By focusing on protein degradation to make drugs with a broader field of action, researchers have succeeded in identifying genes that determine the effectiveness of these "degraders".
Everyone knows, science has its limits. Currently, drugs can target only certain protein receptors. They can only reach 20% of biological mechanisms to cure diseases. As a result, many researchers are working to try to develop new treatments with broader fields of action. For several years, they have been looking at targeted protein degradation. Thus, eventually, the new drugs could indulge in the natural activation of the degradation of problematic proteins in connection with inhibiting specific receptors. Today, according to a study published August 22 in the journal Molecular Cell, researchers have succeeded in identifying genes that determine the effectiveness of protein degraders.
According to the scientists, small molecules called "degraders" will be able to lead to the degradation of proteins by redirecting certain enzymes called ligases of our regulatory proteins to that which must be eliminated.
"We have selected a representative set of five degradation agents, which divert different ligases to degrade proteins of clinical interest." When these proteins are disrupted, ligases lose their ability to flexibly assemble and disassemble in response Instead, they begin self-labeling as part of a process called Automatic Degradation, and as a result, the degradation drugs tested fail to destabilize their target proteins and are ineffective in blocking the protein. growth of cancer cells, "says Martin Jaeger, PhD student and co-lead author of the study.
Destroy damaged proteins
This theory suggests that one could, by using certain molecules, artificially activate the system that the cell uses to search for and destroy damaged proteins, as is the case with immunotherapy.

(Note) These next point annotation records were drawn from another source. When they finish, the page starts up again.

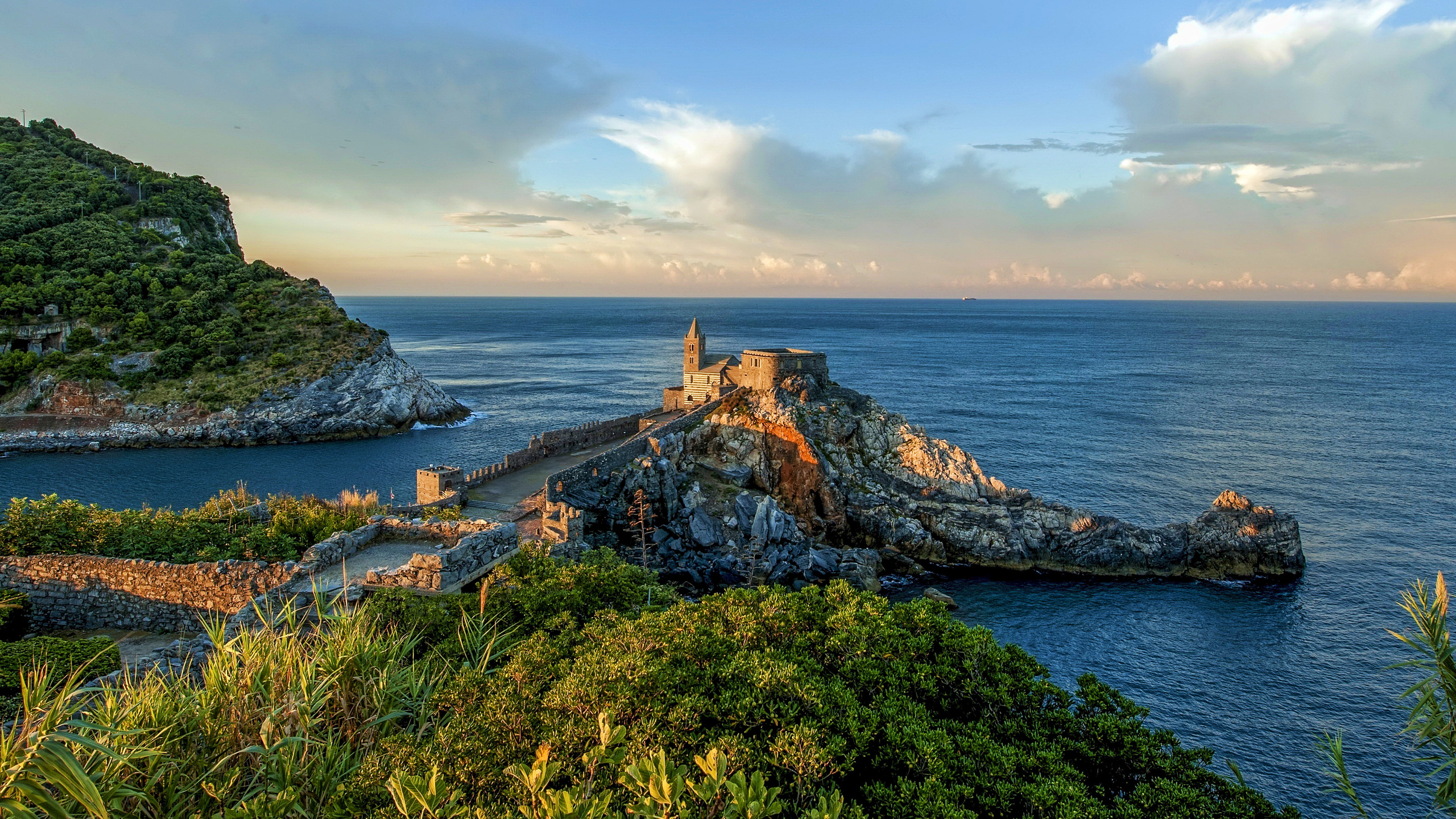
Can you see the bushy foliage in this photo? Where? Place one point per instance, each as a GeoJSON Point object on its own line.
{"type": "Point", "coordinates": [911, 712]}
{"type": "Point", "coordinates": [225, 528]}
{"type": "Point", "coordinates": [816, 704]}
{"type": "Point", "coordinates": [76, 231]}
{"type": "Point", "coordinates": [95, 656]}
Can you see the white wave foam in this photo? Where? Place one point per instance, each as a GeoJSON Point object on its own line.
{"type": "Point", "coordinates": [465, 421]}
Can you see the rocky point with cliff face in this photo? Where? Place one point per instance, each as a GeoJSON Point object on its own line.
{"type": "Point", "coordinates": [375, 395]}
{"type": "Point", "coordinates": [810, 483]}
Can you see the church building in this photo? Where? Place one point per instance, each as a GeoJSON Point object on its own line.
{"type": "Point", "coordinates": [708, 377]}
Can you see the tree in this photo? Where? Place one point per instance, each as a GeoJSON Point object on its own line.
{"type": "Point", "coordinates": [640, 521]}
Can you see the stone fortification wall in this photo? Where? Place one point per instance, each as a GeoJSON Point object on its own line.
{"type": "Point", "coordinates": [101, 592]}
{"type": "Point", "coordinates": [446, 570]}
{"type": "Point", "coordinates": [561, 484]}
{"type": "Point", "coordinates": [763, 369]}
{"type": "Point", "coordinates": [545, 445]}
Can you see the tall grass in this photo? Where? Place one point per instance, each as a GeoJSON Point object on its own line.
{"type": "Point", "coordinates": [233, 524]}
{"type": "Point", "coordinates": [1430, 701]}
{"type": "Point", "coordinates": [280, 722]}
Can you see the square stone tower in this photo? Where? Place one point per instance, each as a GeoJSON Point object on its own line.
{"type": "Point", "coordinates": [435, 483]}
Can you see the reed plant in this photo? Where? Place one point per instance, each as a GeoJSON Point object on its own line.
{"type": "Point", "coordinates": [279, 722]}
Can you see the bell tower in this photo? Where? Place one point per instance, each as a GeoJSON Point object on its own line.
{"type": "Point", "coordinates": [693, 344]}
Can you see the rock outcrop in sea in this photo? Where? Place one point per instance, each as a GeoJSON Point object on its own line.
{"type": "Point", "coordinates": [376, 395]}
{"type": "Point", "coordinates": [809, 483]}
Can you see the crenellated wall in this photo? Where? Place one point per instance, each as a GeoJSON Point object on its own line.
{"type": "Point", "coordinates": [545, 445]}
{"type": "Point", "coordinates": [560, 486]}
{"type": "Point", "coordinates": [102, 592]}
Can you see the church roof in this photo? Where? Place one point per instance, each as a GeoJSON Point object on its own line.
{"type": "Point", "coordinates": [717, 363]}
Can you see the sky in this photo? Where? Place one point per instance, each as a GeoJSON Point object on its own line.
{"type": "Point", "coordinates": [1037, 149]}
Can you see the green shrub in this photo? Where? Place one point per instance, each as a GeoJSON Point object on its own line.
{"type": "Point", "coordinates": [97, 655]}
{"type": "Point", "coordinates": [214, 531]}
{"type": "Point", "coordinates": [86, 367]}
{"type": "Point", "coordinates": [535, 589]}
{"type": "Point", "coordinates": [531, 592]}
{"type": "Point", "coordinates": [15, 615]}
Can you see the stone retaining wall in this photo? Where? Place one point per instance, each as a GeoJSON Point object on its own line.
{"type": "Point", "coordinates": [102, 592]}
{"type": "Point", "coordinates": [448, 570]}
{"type": "Point", "coordinates": [561, 484]}
{"type": "Point", "coordinates": [557, 442]}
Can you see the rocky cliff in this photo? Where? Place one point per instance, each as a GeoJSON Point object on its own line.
{"type": "Point", "coordinates": [376, 395]}
{"type": "Point", "coordinates": [809, 483]}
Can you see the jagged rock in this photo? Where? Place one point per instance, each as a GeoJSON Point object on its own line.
{"type": "Point", "coordinates": [737, 474]}
{"type": "Point", "coordinates": [941, 598]}
{"type": "Point", "coordinates": [373, 397]}
{"type": "Point", "coordinates": [862, 475]}
{"type": "Point", "coordinates": [706, 531]}
{"type": "Point", "coordinates": [744, 511]}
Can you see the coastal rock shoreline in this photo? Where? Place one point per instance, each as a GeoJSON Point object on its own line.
{"type": "Point", "coordinates": [810, 483]}
{"type": "Point", "coordinates": [373, 397]}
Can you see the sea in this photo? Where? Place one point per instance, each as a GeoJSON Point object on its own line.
{"type": "Point", "coordinates": [1338, 413]}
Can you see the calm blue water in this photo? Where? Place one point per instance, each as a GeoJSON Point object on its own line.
{"type": "Point", "coordinates": [1338, 413]}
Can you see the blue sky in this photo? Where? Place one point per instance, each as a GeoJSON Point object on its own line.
{"type": "Point", "coordinates": [919, 149]}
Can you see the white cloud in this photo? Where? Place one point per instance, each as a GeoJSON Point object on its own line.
{"type": "Point", "coordinates": [1106, 282]}
{"type": "Point", "coordinates": [1417, 276]}
{"type": "Point", "coordinates": [1024, 274]}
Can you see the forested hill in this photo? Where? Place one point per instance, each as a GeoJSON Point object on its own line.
{"type": "Point", "coordinates": [136, 260]}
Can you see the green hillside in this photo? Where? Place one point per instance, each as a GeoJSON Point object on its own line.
{"type": "Point", "coordinates": [140, 260]}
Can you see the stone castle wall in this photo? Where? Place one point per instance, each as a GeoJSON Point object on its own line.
{"type": "Point", "coordinates": [561, 484]}
{"type": "Point", "coordinates": [763, 369]}
{"type": "Point", "coordinates": [545, 445]}
{"type": "Point", "coordinates": [101, 592]}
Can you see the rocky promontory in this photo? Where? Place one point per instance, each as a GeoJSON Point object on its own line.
{"type": "Point", "coordinates": [812, 481]}
{"type": "Point", "coordinates": [376, 395]}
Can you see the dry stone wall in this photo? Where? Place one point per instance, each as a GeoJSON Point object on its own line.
{"type": "Point", "coordinates": [101, 592]}
{"type": "Point", "coordinates": [561, 484]}
{"type": "Point", "coordinates": [558, 442]}
{"type": "Point", "coordinates": [449, 569]}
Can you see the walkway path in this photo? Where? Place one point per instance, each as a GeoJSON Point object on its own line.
{"type": "Point", "coordinates": [510, 490]}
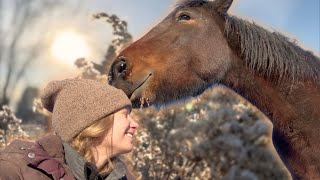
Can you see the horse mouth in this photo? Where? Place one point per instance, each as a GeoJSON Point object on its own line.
{"type": "Point", "coordinates": [137, 92]}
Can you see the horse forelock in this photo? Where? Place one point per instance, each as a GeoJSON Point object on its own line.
{"type": "Point", "coordinates": [271, 53]}
{"type": "Point", "coordinates": [190, 3]}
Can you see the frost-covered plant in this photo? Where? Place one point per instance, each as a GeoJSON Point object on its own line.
{"type": "Point", "coordinates": [9, 126]}
{"type": "Point", "coordinates": [216, 136]}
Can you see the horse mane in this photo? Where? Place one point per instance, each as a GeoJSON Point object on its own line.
{"type": "Point", "coordinates": [271, 53]}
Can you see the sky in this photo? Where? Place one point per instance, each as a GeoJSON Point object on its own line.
{"type": "Point", "coordinates": [298, 19]}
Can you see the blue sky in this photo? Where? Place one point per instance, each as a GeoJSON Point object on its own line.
{"type": "Point", "coordinates": [297, 19]}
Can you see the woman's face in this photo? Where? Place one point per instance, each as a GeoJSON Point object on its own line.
{"type": "Point", "coordinates": [119, 139]}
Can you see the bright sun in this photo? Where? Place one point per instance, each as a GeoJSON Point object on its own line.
{"type": "Point", "coordinates": [69, 46]}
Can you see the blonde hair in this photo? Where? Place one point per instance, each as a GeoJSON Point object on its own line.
{"type": "Point", "coordinates": [91, 137]}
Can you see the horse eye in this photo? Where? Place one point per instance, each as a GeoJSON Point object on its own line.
{"type": "Point", "coordinates": [184, 17]}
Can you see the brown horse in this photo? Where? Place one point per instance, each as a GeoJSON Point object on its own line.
{"type": "Point", "coordinates": [198, 45]}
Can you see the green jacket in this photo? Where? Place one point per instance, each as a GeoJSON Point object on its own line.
{"type": "Point", "coordinates": [50, 159]}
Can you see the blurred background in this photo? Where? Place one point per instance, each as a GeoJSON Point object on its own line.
{"type": "Point", "coordinates": [40, 41]}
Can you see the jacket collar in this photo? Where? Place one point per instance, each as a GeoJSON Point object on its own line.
{"type": "Point", "coordinates": [82, 169]}
{"type": "Point", "coordinates": [51, 160]}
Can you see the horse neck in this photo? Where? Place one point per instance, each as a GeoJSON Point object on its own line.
{"type": "Point", "coordinates": [291, 106]}
{"type": "Point", "coordinates": [280, 100]}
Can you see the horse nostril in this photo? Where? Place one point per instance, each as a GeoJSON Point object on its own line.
{"type": "Point", "coordinates": [120, 67]}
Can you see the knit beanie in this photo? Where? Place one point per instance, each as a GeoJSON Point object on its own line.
{"type": "Point", "coordinates": [78, 103]}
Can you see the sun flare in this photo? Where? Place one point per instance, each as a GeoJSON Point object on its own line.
{"type": "Point", "coordinates": [69, 46]}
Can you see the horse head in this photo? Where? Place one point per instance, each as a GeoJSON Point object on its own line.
{"type": "Point", "coordinates": [180, 57]}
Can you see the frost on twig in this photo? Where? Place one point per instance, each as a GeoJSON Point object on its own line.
{"type": "Point", "coordinates": [215, 136]}
{"type": "Point", "coordinates": [10, 127]}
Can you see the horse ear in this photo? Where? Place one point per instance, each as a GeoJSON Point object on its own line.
{"type": "Point", "coordinates": [222, 6]}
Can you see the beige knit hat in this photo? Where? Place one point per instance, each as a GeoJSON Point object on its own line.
{"type": "Point", "coordinates": [77, 103]}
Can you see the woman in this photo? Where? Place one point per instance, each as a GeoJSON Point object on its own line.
{"type": "Point", "coordinates": [92, 126]}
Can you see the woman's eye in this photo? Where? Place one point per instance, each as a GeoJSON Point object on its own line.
{"type": "Point", "coordinates": [184, 17]}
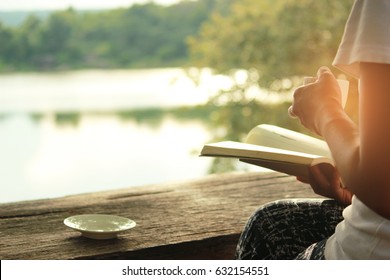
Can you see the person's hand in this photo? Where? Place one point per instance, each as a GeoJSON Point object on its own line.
{"type": "Point", "coordinates": [314, 104]}
{"type": "Point", "coordinates": [325, 180]}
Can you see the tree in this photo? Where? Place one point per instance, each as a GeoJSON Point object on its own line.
{"type": "Point", "coordinates": [281, 39]}
{"type": "Point", "coordinates": [276, 42]}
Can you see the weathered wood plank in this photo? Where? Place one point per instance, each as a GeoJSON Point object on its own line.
{"type": "Point", "coordinates": [201, 219]}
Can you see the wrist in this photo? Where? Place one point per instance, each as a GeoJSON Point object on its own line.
{"type": "Point", "coordinates": [330, 118]}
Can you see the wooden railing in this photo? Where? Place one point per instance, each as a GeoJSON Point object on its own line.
{"type": "Point", "coordinates": [200, 219]}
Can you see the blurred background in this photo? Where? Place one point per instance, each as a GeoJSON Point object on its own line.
{"type": "Point", "coordinates": [97, 96]}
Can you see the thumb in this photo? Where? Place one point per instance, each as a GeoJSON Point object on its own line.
{"type": "Point", "coordinates": [324, 73]}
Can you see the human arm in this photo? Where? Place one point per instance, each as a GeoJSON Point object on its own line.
{"type": "Point", "coordinates": [361, 154]}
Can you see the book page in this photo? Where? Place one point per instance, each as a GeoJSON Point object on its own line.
{"type": "Point", "coordinates": [281, 138]}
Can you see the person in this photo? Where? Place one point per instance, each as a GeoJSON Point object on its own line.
{"type": "Point", "coordinates": [353, 222]}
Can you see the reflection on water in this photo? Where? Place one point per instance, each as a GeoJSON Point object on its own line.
{"type": "Point", "coordinates": [83, 131]}
{"type": "Point", "coordinates": [45, 158]}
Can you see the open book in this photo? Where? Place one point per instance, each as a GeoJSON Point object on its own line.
{"type": "Point", "coordinates": [275, 148]}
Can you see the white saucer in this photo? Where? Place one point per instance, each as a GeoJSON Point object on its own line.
{"type": "Point", "coordinates": [99, 226]}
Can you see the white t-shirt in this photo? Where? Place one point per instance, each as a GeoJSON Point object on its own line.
{"type": "Point", "coordinates": [363, 234]}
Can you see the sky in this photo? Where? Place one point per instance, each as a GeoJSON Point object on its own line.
{"type": "Point", "coordinates": [15, 5]}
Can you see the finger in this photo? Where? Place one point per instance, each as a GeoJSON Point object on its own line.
{"type": "Point", "coordinates": [291, 113]}
{"type": "Point", "coordinates": [318, 176]}
{"type": "Point", "coordinates": [324, 73]}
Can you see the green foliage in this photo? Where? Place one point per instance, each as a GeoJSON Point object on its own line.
{"type": "Point", "coordinates": [281, 39]}
{"type": "Point", "coordinates": [276, 42]}
{"type": "Point", "coordinates": [140, 36]}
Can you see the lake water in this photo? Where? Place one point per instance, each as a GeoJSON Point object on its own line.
{"type": "Point", "coordinates": [41, 157]}
{"type": "Point", "coordinates": [96, 149]}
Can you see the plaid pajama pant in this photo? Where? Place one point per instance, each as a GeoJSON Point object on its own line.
{"type": "Point", "coordinates": [289, 229]}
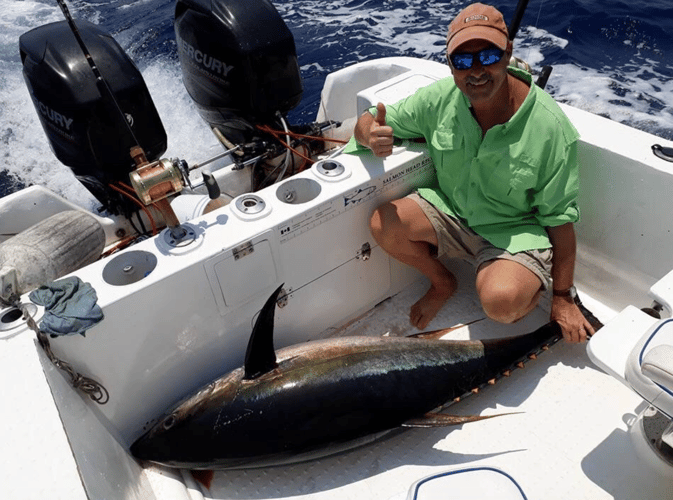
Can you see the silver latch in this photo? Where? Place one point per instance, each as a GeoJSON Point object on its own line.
{"type": "Point", "coordinates": [243, 250]}
{"type": "Point", "coordinates": [365, 252]}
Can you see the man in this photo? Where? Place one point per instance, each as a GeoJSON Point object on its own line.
{"type": "Point", "coordinates": [505, 156]}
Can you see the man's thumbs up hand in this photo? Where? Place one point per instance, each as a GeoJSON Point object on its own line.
{"type": "Point", "coordinates": [380, 134]}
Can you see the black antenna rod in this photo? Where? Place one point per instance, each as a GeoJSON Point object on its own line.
{"type": "Point", "coordinates": [102, 85]}
{"type": "Point", "coordinates": [513, 28]}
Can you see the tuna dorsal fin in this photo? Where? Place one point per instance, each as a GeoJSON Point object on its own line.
{"type": "Point", "coordinates": [443, 420]}
{"type": "Point", "coordinates": [438, 334]}
{"type": "Point", "coordinates": [260, 357]}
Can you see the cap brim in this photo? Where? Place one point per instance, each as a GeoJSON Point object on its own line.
{"type": "Point", "coordinates": [496, 37]}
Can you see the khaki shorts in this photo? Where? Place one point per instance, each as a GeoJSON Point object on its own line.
{"type": "Point", "coordinates": [459, 241]}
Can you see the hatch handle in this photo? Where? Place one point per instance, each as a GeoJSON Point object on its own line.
{"type": "Point", "coordinates": [662, 152]}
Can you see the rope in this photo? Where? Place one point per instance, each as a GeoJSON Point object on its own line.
{"type": "Point", "coordinates": [95, 390]}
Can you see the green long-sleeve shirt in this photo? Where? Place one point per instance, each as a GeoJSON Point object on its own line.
{"type": "Point", "coordinates": [511, 183]}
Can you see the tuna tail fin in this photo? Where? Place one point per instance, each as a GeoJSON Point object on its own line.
{"type": "Point", "coordinates": [260, 357]}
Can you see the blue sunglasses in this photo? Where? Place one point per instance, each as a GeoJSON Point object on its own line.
{"type": "Point", "coordinates": [486, 58]}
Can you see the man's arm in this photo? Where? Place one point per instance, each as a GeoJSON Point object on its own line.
{"type": "Point", "coordinates": [563, 310]}
{"type": "Point", "coordinates": [372, 132]}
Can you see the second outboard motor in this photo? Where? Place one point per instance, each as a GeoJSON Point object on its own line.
{"type": "Point", "coordinates": [239, 63]}
{"type": "Point", "coordinates": [81, 125]}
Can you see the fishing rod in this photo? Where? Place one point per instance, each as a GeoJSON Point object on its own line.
{"type": "Point", "coordinates": [101, 83]}
{"type": "Point", "coordinates": [515, 23]}
{"type": "Point", "coordinates": [513, 29]}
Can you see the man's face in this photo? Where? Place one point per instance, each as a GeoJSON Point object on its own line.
{"type": "Point", "coordinates": [481, 84]}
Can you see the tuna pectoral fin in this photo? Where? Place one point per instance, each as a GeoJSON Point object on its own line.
{"type": "Point", "coordinates": [442, 420]}
{"type": "Point", "coordinates": [260, 356]}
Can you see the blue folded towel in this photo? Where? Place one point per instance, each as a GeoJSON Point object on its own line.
{"type": "Point", "coordinates": [70, 306]}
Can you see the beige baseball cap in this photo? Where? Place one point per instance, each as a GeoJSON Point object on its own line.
{"type": "Point", "coordinates": [477, 22]}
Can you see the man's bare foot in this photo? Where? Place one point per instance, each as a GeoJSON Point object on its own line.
{"type": "Point", "coordinates": [427, 307]}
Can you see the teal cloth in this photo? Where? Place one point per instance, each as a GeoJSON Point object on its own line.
{"type": "Point", "coordinates": [70, 306]}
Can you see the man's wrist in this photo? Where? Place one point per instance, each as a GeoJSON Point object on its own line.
{"type": "Point", "coordinates": [570, 292]}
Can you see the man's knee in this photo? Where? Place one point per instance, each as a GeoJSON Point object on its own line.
{"type": "Point", "coordinates": [499, 304]}
{"type": "Point", "coordinates": [506, 302]}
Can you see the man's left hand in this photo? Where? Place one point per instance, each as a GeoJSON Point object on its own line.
{"type": "Point", "coordinates": [575, 326]}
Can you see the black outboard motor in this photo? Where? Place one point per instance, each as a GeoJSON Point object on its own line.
{"type": "Point", "coordinates": [239, 63]}
{"type": "Point", "coordinates": [82, 127]}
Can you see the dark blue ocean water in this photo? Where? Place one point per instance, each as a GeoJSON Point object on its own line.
{"type": "Point", "coordinates": [613, 58]}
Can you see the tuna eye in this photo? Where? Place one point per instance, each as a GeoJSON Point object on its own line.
{"type": "Point", "coordinates": [168, 423]}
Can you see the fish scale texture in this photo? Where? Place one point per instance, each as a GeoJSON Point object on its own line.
{"type": "Point", "coordinates": [569, 440]}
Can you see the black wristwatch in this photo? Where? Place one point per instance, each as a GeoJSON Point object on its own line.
{"type": "Point", "coordinates": [568, 292]}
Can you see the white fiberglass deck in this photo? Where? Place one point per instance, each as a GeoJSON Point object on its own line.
{"type": "Point", "coordinates": [570, 440]}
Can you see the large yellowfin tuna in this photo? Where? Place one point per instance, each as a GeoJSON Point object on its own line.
{"type": "Point", "coordinates": [325, 396]}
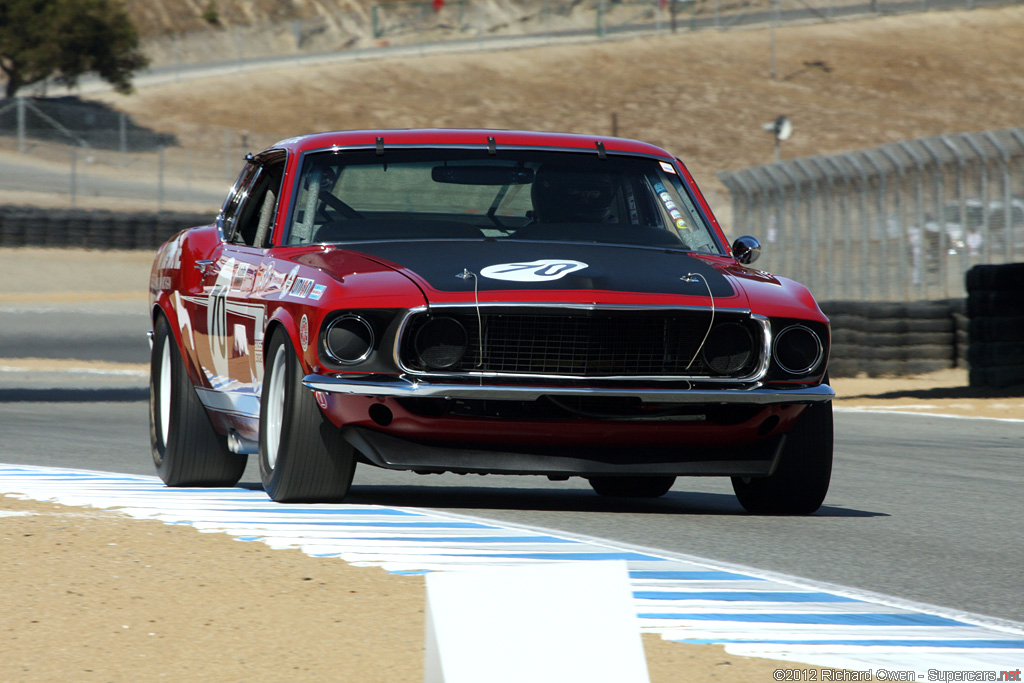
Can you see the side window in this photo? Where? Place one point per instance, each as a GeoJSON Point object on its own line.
{"type": "Point", "coordinates": [252, 222]}
{"type": "Point", "coordinates": [229, 211]}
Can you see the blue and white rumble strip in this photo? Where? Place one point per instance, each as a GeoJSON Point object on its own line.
{"type": "Point", "coordinates": [685, 599]}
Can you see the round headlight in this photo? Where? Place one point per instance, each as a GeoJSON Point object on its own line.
{"type": "Point", "coordinates": [440, 343]}
{"type": "Point", "coordinates": [348, 339]}
{"type": "Point", "coordinates": [728, 348]}
{"type": "Point", "coordinates": [798, 349]}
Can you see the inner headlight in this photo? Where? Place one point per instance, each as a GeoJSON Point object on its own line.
{"type": "Point", "coordinates": [440, 343]}
{"type": "Point", "coordinates": [348, 339]}
{"type": "Point", "coordinates": [728, 348]}
{"type": "Point", "coordinates": [798, 349]}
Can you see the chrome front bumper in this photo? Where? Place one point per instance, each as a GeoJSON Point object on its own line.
{"type": "Point", "coordinates": [403, 387]}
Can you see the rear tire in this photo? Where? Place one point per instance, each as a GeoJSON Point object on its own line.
{"type": "Point", "coordinates": [801, 480]}
{"type": "Point", "coordinates": [632, 486]}
{"type": "Point", "coordinates": [302, 457]}
{"type": "Point", "coordinates": [186, 450]}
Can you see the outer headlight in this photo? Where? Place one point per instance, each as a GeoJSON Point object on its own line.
{"type": "Point", "coordinates": [440, 343]}
{"type": "Point", "coordinates": [728, 348]}
{"type": "Point", "coordinates": [348, 339]}
{"type": "Point", "coordinates": [798, 349]}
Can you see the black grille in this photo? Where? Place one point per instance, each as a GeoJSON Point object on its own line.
{"type": "Point", "coordinates": [584, 343]}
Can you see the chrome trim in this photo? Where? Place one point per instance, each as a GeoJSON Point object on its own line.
{"type": "Point", "coordinates": [759, 372]}
{"type": "Point", "coordinates": [388, 385]}
{"type": "Point", "coordinates": [366, 354]}
{"type": "Point", "coordinates": [232, 402]}
{"type": "Point", "coordinates": [817, 358]}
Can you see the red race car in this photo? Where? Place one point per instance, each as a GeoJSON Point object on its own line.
{"type": "Point", "coordinates": [481, 301]}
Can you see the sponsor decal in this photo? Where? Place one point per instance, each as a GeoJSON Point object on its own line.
{"type": "Point", "coordinates": [541, 270]}
{"type": "Point", "coordinates": [301, 288]}
{"type": "Point", "coordinates": [239, 276]}
{"type": "Point", "coordinates": [287, 287]}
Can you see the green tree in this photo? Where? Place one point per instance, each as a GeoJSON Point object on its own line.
{"type": "Point", "coordinates": [65, 39]}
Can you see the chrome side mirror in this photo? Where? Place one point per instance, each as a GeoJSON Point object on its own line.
{"type": "Point", "coordinates": [747, 250]}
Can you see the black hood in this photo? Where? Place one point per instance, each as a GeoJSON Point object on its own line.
{"type": "Point", "coordinates": [501, 264]}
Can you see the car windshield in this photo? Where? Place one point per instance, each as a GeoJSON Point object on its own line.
{"type": "Point", "coordinates": [358, 196]}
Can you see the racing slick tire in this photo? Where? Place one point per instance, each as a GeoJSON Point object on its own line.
{"type": "Point", "coordinates": [632, 486]}
{"type": "Point", "coordinates": [799, 484]}
{"type": "Point", "coordinates": [302, 456]}
{"type": "Point", "coordinates": [186, 450]}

This is the first study to completely dissect the cellular determinants of mechanically different small molecular degraders. According to the researchers, better understanding the mechanisms of resistance of cells to these "degraders" could allow to overcome them. This could notably be done thanks to advances in functional genetics, such as CRISPR scissors, and in quantitative proteomics (the study of all the proteins of a given biological sample).
"Now that the degraders enter the clinic, understanding the potential resistance mechanisms can tell us how to overcome them, the modulator gene networks we've identified can serve as biomarkers to support patient stratification, but also to learn a lot about the fundamental aspects of the regulation and the dynamics of the mechanisms of degradation of the proteins ", conclude the researchers.